La gran actuación de París en 2006 consagró la figura de Valdés
El número uno
Sorteando con delicadeza la fama, Víctor Valdés se olvidó de eludirla sobre el campo. Gigante en el uno contra uno y dotado con una rapidez celestial bajo palos, la figura del canterano se dilataba en el tiempo. Forjado como muro indestructible a la salida del balón, el hábil flirteo del cuero con los pies marcaría un antes y un después en el estilo del Barça. Gracias a la llegada de Pep Guardiola consiguió disfrutar por fin de los placeres del fútbol, abriendo de par en par la mirada hacia un juego desconocido para él hasta la fecha. A la habilidad exquisita con las manoplas, perfeccionó un dominio con las botas inalcanzable para el resto de los mortales. Era el último defensa, el escolta protector a quién destinarle la bola. La opción más honesta para sortear la presión sin perder un sello impregnado con vehemencia.
Víctor era el lobo ermitaño guarecido en una cueva sombría. Esculpido con una pasta especial, nunca fue esbozado con las directrices estereotipadas de un ídolo común. A ritmo de ‘rock & roll’ venció en combate cualquier fuego enemigo. Indiscutible para cualquiera, Víctor se convertía en el portero soñado por todos menos por él. Nunca quiso serlo, pero jamás decepcionó como centinela del Barça. Un concertista de piano en solitario enjaulado en un campo que ahora, con retraso, añora su huella.
Superando a figuras de altura como Zubizarreta o Ramallets, Valdés se coronaba como esa estrella que nunca dejó de relumbrar. Un palmarés envidiable le respalda: 21 títulos y 539 partidos abrazan la historia de 'la pantera de Gavà'. Más allá de los números, la presencia perfecta desde el portal y el carácter de un capitán incontestable avalan la trayectoria de una auténtica leyenda. Además, sus cinco trofeos Zamora enaltecían la imagen de un portero curtido con puro ADN Barça que logró superar la marca de Miguel Reina cifrando su marca en 895 minutos sin encajar un gol.
Adiós a un mito
Se fue sin hacer ruido, con la misma sencillez con la que apareció.
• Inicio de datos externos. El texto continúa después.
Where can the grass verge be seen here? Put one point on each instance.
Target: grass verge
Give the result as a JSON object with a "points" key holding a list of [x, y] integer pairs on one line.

Decidido a no renovar su contrato con el club, Víctor Valdés se despedía de la afición azulgrana en 2014 tras 12 años al servicio del club de sus amores poniendo punto y final a una historia imposible de superar. A falta de un año para acabar su compromiso con la entidad, una lesión en el ligamento cruzado anterior de la rodilla derecha le apartaba seis meses de los terrenos de juego intentando ensombrecer una vida impoluta dedicada al Barça. Pero era imposible.
Valdés se marchaba del Barça en 2014 dejando una huella imborrable en el tiempo
Se fue como quiso y cuándo quiso, pues él se lo había ganado. Poco amigo del circo que envuelve el mundo de la farándula, las luces del espectáculo se apagaron para siempre en 2017 tras un paso fugaz por el Manchester United, Standard de Lieja y el Middlesbrought FC inglés. A sus 35 años colgaba los guantes, aquellos que sujetaron la gloria del Barça durante más de una década.
Se fue devorado por una hinchada hambrienta de arqueros que no supo apreciar la exquisitez de su figura. Los elogios llegaron tarde, cuando ya no los necesitaba. Desgastado por la obligación sobrehumana de brillar cada jornada, Valdés sufría en silencio cada día de su vida. Sin embargo, la coraza de aquel guerrero indomable para protegerse del mal ajeno le llevó a convertir en arte un suplicio prolongado en el tiempo. Se ganó la confianza de compañeros y de unos técnicos que jamás dejaron de alentarle. Transformó la eterna angustia de una afición que se olvidó de sufrir mirando la otra mitad del campo. Había garantía en la portería, sólo les faltaba la gratitud.